The first is to acknowledge the reality of what growth actually looks and feels like. You might remember those awkward days of adolescence, when growing pains felt like a permanent part of life. Your bones and muscles often felt sore and your body disproportionate and uncoordinated. Would you never outgrow being the gawky teenager? The growth was clear, but it often felt destabilising.
And yet, looking back, you can see that the pains you suffered were the signature of the process. There was no smooth upward curve into adulthood, into fuller physical or psychological formation, nor could there be. And yet we expect precisely that in relationship with the Lord?
So take a breath. Just as in your youth, you are becoming a different person — just not yet fully-formed. Sometimes it’s difficult to discern the precise shape it’s taking and how the finished article (you) will look. You have to hang on in there while the work continues. As with the adolescent, we’re growing towards the adulthood that is already within us — a final likeness to Jesus, superintended by “the Lord who is the Spirit.”
Then, secondly, we need to widen the narrative in order to take proper account of the picture Paul is actually painting in this verse. Fundamentally he isn’t delineating the individual Christian in these lines — this is about the church as a community, as a family. He is describing in these celebrated words a corporate growth and transformation that pulses with the glory of God.
Maybe you have an even harder time seeing the progression there than you do in your personal experience? You wouldn’t be alone in that.
Often there is friction born of misunderstandings, some of them apparently wilful. There is tension across and within the body. The church family is becoming more diverse and that can bring with it awkwardness and a sense of loss, as the body begins to shed the identity with which you were comfortable.
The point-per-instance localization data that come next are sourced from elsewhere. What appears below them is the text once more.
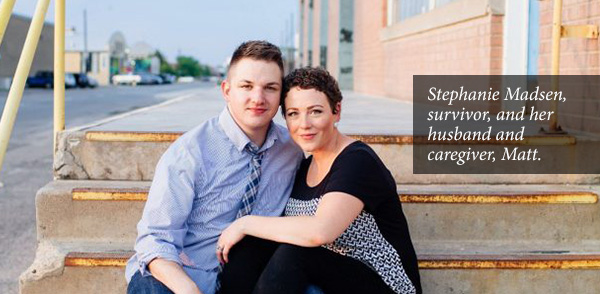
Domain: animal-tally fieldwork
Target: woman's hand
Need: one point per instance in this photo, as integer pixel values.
(229, 237)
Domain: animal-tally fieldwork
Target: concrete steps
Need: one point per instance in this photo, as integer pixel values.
(475, 269)
(132, 156)
(108, 211)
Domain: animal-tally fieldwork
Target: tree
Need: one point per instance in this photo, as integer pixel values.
(165, 67)
(188, 66)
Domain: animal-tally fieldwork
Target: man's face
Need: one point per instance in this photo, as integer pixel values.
(252, 91)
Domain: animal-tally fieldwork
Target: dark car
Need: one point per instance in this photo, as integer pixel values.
(85, 81)
(45, 79)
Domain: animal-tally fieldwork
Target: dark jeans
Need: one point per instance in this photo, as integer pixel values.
(247, 260)
(292, 269)
(146, 285)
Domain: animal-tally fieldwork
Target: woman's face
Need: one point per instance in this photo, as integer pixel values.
(309, 118)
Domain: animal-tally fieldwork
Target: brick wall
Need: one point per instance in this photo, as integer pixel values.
(369, 56)
(472, 47)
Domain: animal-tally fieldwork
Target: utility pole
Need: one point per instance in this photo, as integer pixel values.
(85, 52)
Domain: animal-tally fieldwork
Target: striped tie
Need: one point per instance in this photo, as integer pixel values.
(249, 193)
(252, 187)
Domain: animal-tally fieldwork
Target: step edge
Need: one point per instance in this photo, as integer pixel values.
(437, 261)
(554, 197)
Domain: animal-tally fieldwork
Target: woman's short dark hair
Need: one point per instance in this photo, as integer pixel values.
(257, 50)
(312, 78)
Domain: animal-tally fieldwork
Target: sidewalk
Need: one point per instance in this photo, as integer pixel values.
(361, 114)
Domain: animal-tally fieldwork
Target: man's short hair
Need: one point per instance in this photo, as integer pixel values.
(312, 78)
(257, 50)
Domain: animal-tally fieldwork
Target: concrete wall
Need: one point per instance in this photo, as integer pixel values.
(460, 38)
(368, 48)
(577, 57)
(333, 35)
(12, 45)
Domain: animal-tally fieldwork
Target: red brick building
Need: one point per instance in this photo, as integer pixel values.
(375, 47)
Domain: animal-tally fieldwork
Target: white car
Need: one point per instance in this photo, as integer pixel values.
(126, 79)
(186, 79)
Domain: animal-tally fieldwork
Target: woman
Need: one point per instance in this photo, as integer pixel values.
(344, 229)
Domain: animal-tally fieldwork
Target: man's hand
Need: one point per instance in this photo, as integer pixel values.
(173, 276)
(229, 237)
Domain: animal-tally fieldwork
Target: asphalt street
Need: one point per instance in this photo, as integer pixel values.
(28, 162)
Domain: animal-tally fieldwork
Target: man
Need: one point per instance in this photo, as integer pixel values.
(235, 164)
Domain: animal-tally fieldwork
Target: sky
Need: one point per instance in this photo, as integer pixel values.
(206, 30)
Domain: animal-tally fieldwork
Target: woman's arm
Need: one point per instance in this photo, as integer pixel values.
(336, 211)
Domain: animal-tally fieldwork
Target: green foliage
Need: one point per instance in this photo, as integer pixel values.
(165, 67)
(188, 66)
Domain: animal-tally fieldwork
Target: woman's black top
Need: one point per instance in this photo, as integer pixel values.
(379, 236)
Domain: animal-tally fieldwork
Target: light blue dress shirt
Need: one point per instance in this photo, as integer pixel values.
(197, 190)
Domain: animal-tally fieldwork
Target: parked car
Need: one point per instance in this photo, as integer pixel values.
(45, 79)
(168, 78)
(186, 79)
(149, 79)
(83, 81)
(126, 79)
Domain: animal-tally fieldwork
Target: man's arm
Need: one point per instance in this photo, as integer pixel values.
(163, 226)
(173, 276)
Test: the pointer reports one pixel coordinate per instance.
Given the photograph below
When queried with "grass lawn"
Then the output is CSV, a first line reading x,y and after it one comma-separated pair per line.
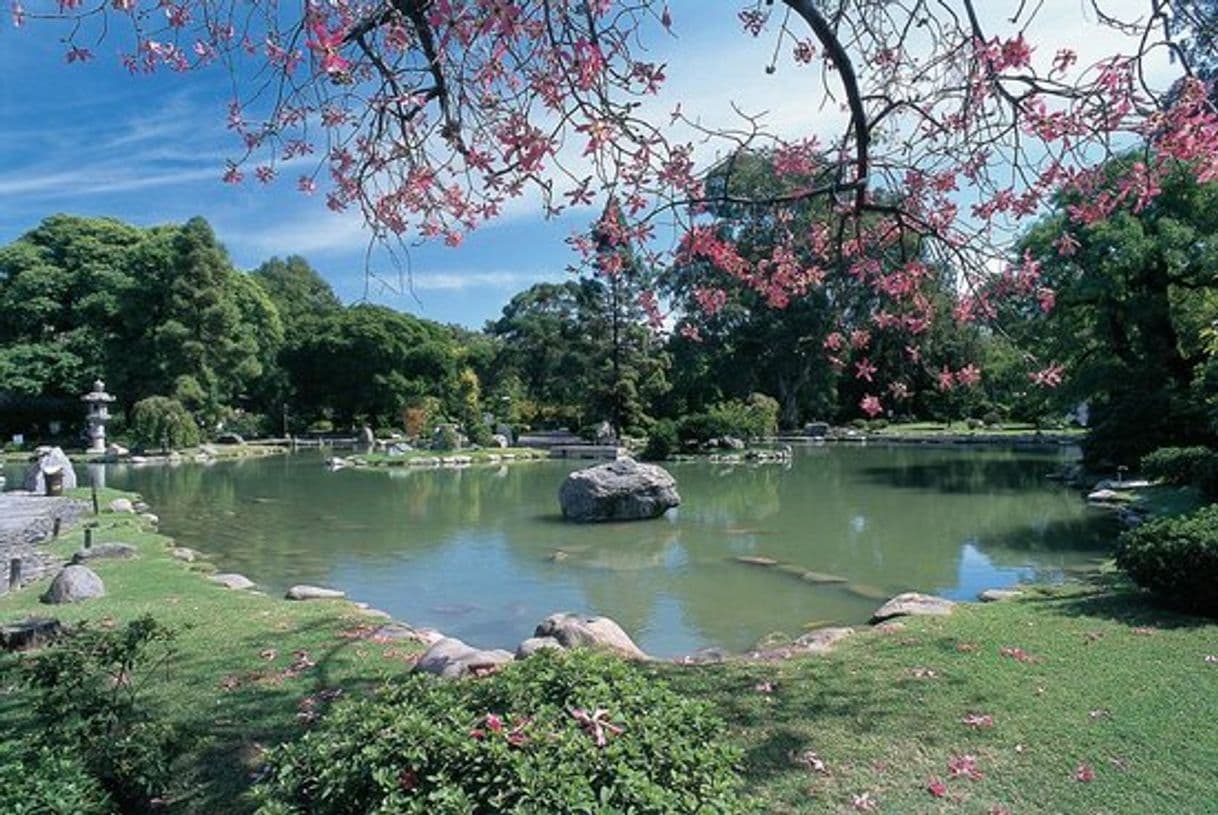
x,y
1083,698
229,687
1060,686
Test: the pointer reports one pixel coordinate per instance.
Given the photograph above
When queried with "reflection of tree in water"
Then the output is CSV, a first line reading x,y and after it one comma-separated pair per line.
x,y
884,519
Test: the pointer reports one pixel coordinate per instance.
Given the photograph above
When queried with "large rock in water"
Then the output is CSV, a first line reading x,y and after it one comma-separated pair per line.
x,y
74,584
577,631
50,459
912,604
452,658
621,490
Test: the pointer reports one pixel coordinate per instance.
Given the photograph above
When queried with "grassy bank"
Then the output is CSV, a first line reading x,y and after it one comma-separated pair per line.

So much change and so little ease.
But, as with the gangly teenager, struggling every time they look in the mirror, some of these tensions will be, in themselves, the evidence of genuine growth. If we can set down the progress chart for a moment, realising we’re intent on measuring the wrong things entirely, that our metric is not of the Lord, might we not see that the body is made up of people with vastly different backgrounds, life experiences and more — and yet the direction of travel is Christ-wards?
Yes, the individual trajectories are uneven and sometimes appear to be regressive, and that bleeds over into the corporate narrative. But learning to live together and cope with the vagaries is akin to our younger bodies somehow managing to navigate the awkward middle years towards physical maturity. And so the forgiving and being forgiven, the patience and the burden-bearing, shine with the glory of God far more compellingly because the context is one of confusion and clumsiness.
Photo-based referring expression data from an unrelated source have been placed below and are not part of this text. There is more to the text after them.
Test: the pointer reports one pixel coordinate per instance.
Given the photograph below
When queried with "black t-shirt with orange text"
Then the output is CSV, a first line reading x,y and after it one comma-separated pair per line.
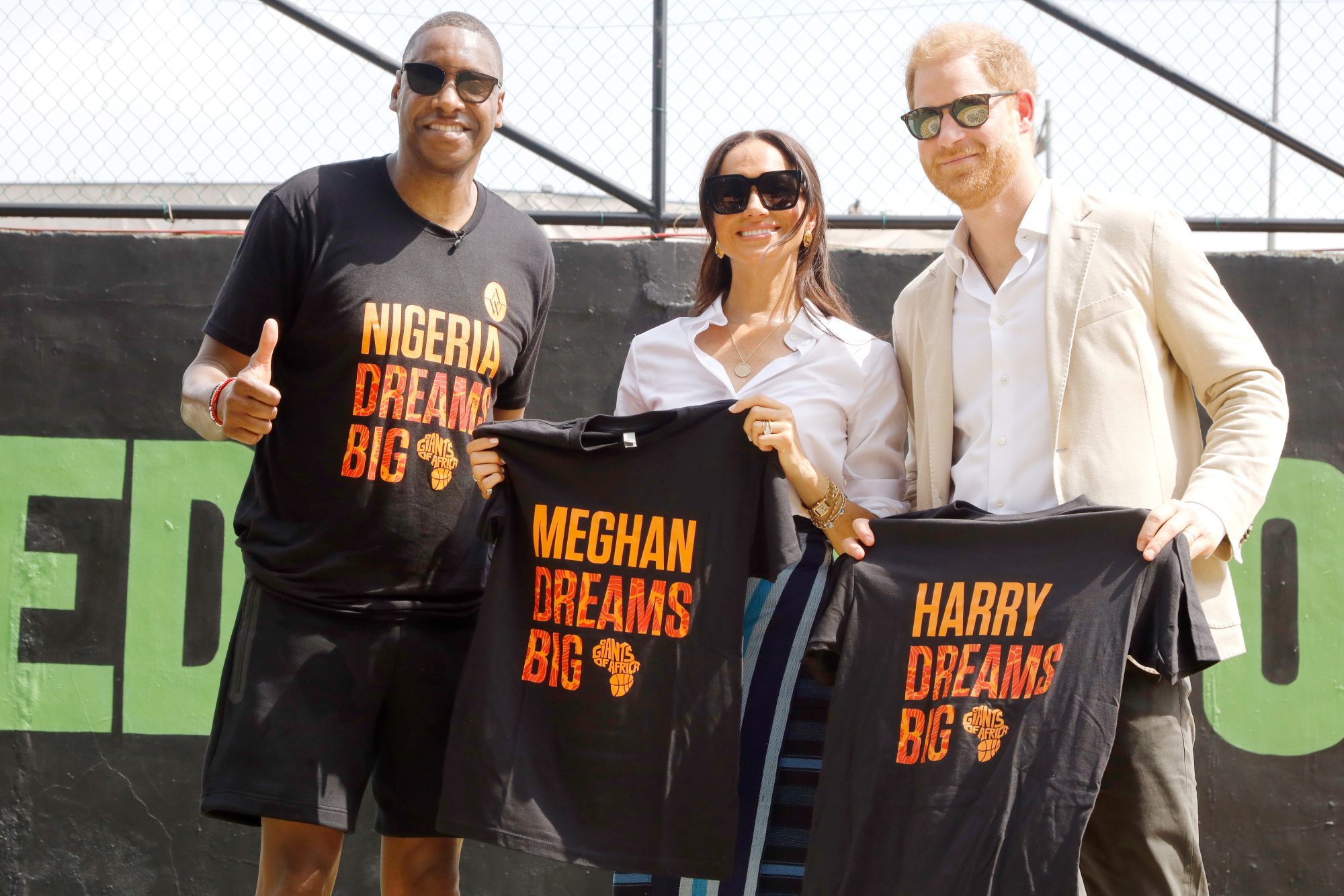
x,y
978,666
597,718
397,339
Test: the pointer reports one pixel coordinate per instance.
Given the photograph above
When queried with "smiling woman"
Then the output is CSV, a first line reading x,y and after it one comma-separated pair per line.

Some day (to switch metaphors), the whole house will be filled with the glory of God. At the moment, it can feel like a building site, with rubble everywhere, rooms unfinished and endless delays due to poor weather. It takes a lot of faith to imagine what it will be one day!
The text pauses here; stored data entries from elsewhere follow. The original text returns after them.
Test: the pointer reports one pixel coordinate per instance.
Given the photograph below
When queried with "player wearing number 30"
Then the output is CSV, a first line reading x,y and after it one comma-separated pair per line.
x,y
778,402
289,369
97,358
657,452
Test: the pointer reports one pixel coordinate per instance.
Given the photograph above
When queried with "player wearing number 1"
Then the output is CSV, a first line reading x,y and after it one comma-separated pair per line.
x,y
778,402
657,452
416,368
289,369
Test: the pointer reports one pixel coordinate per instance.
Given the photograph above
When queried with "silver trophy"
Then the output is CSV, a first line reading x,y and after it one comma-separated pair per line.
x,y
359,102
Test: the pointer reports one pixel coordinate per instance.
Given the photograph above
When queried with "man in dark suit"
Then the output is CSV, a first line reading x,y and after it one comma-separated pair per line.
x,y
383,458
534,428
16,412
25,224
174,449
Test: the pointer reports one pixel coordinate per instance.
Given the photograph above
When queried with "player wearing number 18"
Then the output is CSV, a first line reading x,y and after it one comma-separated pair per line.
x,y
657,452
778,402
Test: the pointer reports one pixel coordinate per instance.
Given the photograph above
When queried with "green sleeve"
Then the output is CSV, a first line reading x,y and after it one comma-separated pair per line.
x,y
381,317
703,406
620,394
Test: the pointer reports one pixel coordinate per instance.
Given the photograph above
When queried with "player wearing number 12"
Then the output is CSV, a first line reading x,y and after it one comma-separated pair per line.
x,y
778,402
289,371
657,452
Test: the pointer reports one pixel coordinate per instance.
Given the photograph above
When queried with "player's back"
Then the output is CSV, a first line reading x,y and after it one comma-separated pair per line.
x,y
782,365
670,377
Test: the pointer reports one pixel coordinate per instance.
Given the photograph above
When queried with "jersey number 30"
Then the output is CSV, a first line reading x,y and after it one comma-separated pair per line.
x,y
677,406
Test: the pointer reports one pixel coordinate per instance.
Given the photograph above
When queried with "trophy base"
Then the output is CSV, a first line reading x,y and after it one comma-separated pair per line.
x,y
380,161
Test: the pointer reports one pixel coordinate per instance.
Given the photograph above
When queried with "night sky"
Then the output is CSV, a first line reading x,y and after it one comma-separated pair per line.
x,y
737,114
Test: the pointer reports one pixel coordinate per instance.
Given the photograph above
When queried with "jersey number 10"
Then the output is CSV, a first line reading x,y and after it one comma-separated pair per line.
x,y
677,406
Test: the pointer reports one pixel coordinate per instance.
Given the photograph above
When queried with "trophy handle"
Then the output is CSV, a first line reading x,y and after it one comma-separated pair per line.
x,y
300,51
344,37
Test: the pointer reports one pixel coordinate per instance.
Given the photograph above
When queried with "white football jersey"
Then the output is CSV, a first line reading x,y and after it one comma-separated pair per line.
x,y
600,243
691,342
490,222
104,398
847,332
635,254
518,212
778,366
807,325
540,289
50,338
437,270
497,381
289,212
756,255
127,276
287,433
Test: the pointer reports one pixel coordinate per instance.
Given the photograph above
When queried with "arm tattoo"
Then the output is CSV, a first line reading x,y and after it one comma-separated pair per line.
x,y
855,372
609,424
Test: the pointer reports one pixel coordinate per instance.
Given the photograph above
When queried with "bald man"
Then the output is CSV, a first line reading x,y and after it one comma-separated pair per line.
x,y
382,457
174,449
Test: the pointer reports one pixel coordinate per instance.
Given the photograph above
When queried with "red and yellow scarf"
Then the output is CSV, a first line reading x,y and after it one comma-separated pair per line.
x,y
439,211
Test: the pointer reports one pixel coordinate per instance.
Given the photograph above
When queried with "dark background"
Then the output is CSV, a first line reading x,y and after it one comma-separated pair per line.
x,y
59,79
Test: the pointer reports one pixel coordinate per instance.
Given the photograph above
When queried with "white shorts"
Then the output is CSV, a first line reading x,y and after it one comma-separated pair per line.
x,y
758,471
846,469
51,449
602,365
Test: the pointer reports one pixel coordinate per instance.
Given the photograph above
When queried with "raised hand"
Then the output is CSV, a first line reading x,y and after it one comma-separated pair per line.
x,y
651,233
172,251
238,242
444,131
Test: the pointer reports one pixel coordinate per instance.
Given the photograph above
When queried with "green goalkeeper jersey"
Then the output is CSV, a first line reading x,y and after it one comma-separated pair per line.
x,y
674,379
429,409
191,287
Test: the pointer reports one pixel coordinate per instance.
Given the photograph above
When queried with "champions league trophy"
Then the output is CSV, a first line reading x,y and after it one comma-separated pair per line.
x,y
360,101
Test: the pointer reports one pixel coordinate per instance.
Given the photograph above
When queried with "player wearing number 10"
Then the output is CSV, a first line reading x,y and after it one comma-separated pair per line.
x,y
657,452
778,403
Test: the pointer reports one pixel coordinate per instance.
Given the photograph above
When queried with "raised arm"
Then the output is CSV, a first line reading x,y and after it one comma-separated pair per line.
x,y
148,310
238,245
But isn’t that faith also a display of the glory of God? That we do not lose heart, not with ourselves nor with others, because our hope isn’t located in our own faltering efforts, nor our expectations governed by the passing fads of this mercurial world. Instead, standing shoulder to shoulder we turn our gaze and “with unveiled faces [we] contemplate the Lord’s glory”. And it is that sight which is the motive power for every movement towards the goal, the upward call of God in Christ.
So don’t lose heart. The change is happening and it will be completed. Let’s give him the glory for that.